Vérification faite, l'attaché de presse de la ministre, Pierre-Luc Desaulniers, a confirmé que Mme Zakaïb avait été rencontrée par la procureure Sonia Lebel le 14 janvier pour livrer sa version des faits.

Mme Zakaïb s'est retrouvée dans l'embarras mercredi après le dépôt en preuve d'écoutes électroniques devant la Commission Charbonneau pour des faits remontant à 2009.

Dans un extrait d’écoute électronique, Mme Zakaïb _ alors à la tête des fonds régionaux du Fonds de solidarité de la FTQ _ confie que des dossiers ont été bloqués au Fonds de solidarité parce qu’ils émanaient d’entreprises concurrentes de Tony Accurso.

Elle a reconnu mercredi qu'elle avait été témoin de malversations pour favoriser les entreprises de Tony Accurso mais s'est défendue d'avoir mal agi.

Au contraire, elle a affirmé avoir mis fin au stratagème. La première ministre s'est montrée satisfaite des explications de Mme Zakaïb.

«Elle s'est expliquée hier (mercredi) sur ses décisions comme présidente des fonds régionaux d'investissement et en ce sens, je crois qu'elle a répondu à toutes les questions utiles et pertinentes», a dit Mme Marois.

«Elle a, d'autre part, répondu à la demande de la commission, elle a témoigné auprès de la commission et elle a toute ma confiance», a ajouté la première ministre.

À Montréal, le chef de la Coalition avenir Québec (CAQ), François Legault, a demandé à ce que Mme Zakaïb soit «au moins» suspendue par la première ministre afin de faire la lumière sur les allégations qui visent la ministre péquiste.

«Mme Zakaïb, lorsqu'elle dirigeait les fonds régionaux, a toléré, du moins pour un certain temps, une ingérence (...) afin de bloquer tous les dossiers dans l'industrie de la construction d'entreprises qui n'étaient pas dans le groupe de Tony Accurso», a rappelé M. Legault.

Le chef du deuxième groupe d'opposition à l'Assemblée nationale n'a pas exigé la démission de Mme Zakaïb, contrairement au Parti libéral du Québec, mais estime que le gouvernement Marois a des comptes à rendre.

«Pour l'instant, les Québécois ont raison de ne pas avoir confiance envers Mme Zakaïb, a-t-il dit. Il faut donner la chance au coureur. Est-ce que Mme Marois peut éclaircir cette situation?»
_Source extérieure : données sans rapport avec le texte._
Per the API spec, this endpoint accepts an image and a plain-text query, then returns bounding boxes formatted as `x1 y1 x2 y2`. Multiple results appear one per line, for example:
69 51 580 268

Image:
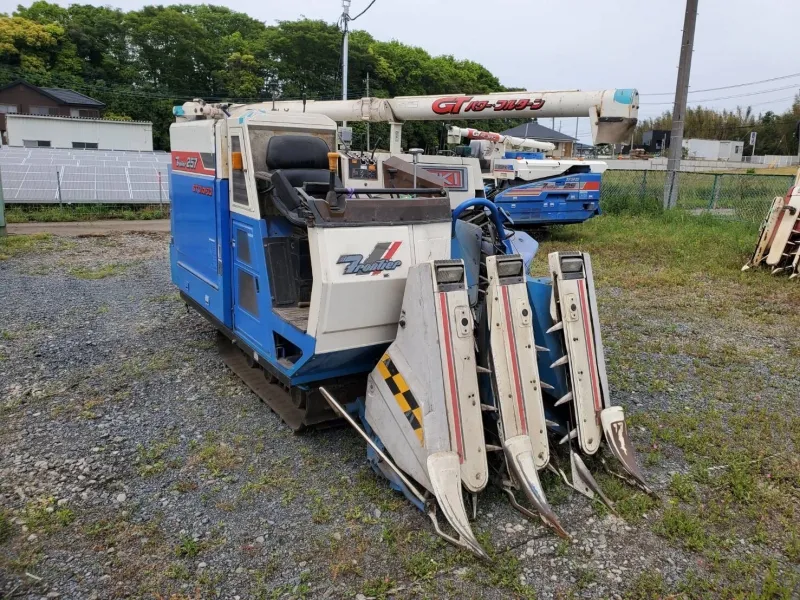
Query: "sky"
0 0 800 142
De son côté, la députée libérale Lise Thériault a réitéré que Mme Zakaïb devait remettre sa démission en raison des gestes que la ministre péquiste a posés dans le passé.
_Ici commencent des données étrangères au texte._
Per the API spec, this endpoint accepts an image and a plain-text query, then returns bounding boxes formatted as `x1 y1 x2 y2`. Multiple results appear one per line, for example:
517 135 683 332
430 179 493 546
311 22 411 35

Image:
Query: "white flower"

«Ça, c'est de la collusion pour favoriser les entreprises de Tony Accurso, a martelé Mme Thériault. Ça, ça méritait un coup de téléphone auprès de la police. Elle a fermé les yeux et s'est fait complice par son silence.»

Insatisfaite des explications fournies par Mme Zakaïb jusqu'ici, la porte-parole de Québec solidaire, Françoise David, a fait la même suggestion que le chef de la CAQ.
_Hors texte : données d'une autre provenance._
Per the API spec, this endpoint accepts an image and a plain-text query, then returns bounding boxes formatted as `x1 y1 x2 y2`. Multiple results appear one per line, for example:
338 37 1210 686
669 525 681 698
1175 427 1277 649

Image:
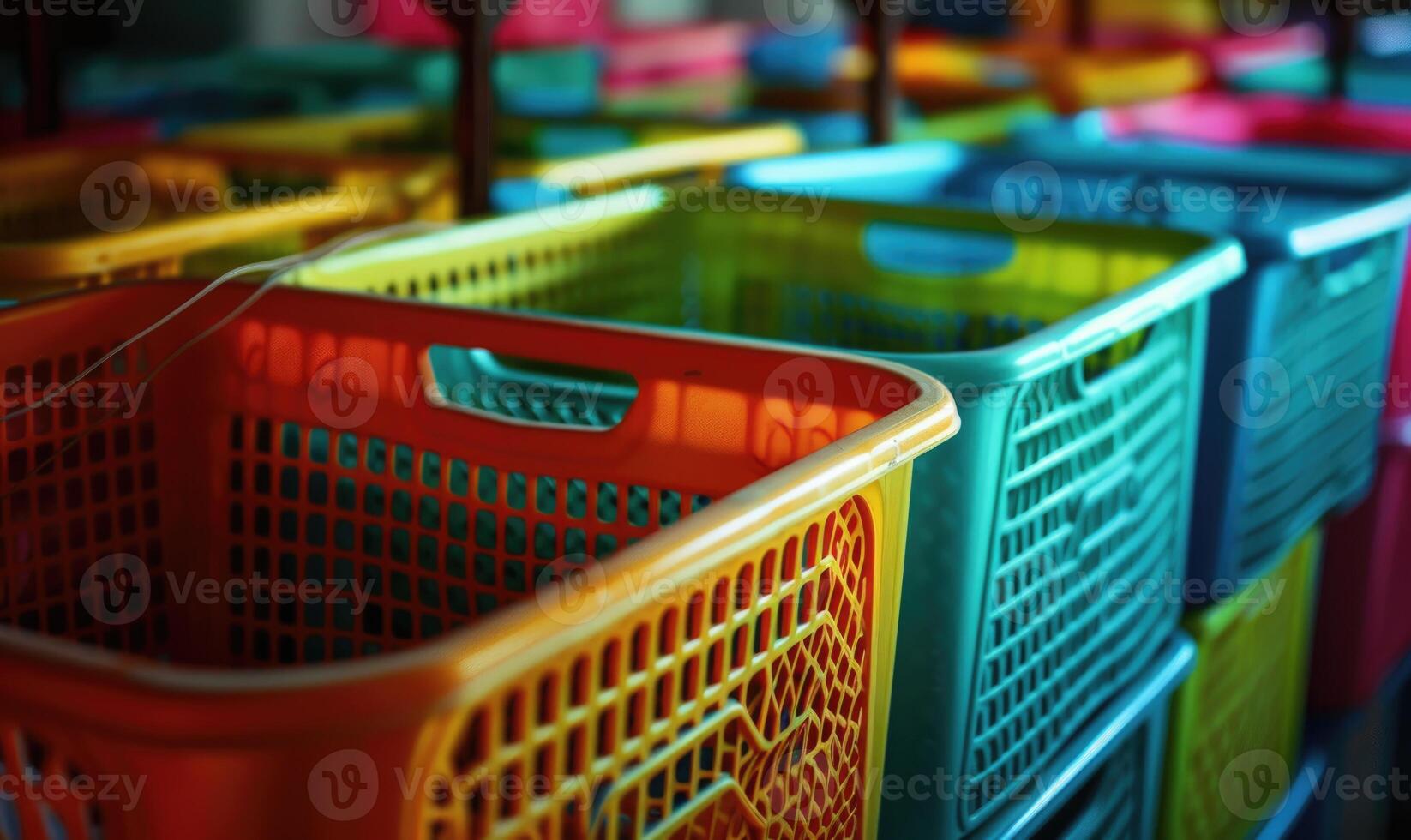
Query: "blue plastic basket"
291 189 1245 837
1287 661 1411 840
732 135 1411 582
976 633 1195 840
«La première ministre devrait la suspendre de son rôle au sein du conseil des ministres, a dit Mme David. Elle reviendra si les choses sont bien claires.»

«Nous sommes en droit de se poser des questions sur le rôle de Mme Zakaïb au sein du Fonds de solaridé à un moment où il (le Fonds) ne cessait de privilégier les entreprises de Tony Accurso», a-t-elle ajouté.

Sortie commune

Par ailleurs, le chef caquiste a aussi exhorté la première ministre à faire la lumière sur le «deal» qu'aurait eu l'ex-président de la FTQ, Michel Arsenault, avec son mari, Claude Blanchet.

«Les Québécois, plus que jamais, sont en droit de se demander si le PQ a les mains attachées avec les gens de la FTQ, a affirmé M. Legault. Quelle dette a le PQ à l'endroit de la FTQ?»

Dans un enregistrement effectué par la police et entendu plus tôt cette semaine à la Commission Charbonneau, M. Arsenault et l'ex-dirigeant de la FTQ-Construction Jean Lavallée discutent de la possibilité de rencontrer Mme Marois pour épargner la centrale de l'épreuve d'une enquête.

Durant cette conversation qui remonte à 2009, M. Arsenault dit vouloir s'entretenir avec Mme Marois _ alors chef de l'opposition _ et fait référence à un «deal» passé avec son mari, Claude Blanchet, qui a dirigé le Fonds de solidarité de la FTQ de 1983 à 1997.

Selon M. Legault, Mme Marois et son mari devraient effectuer une sortie commune afin de s'expliquer sur cette question.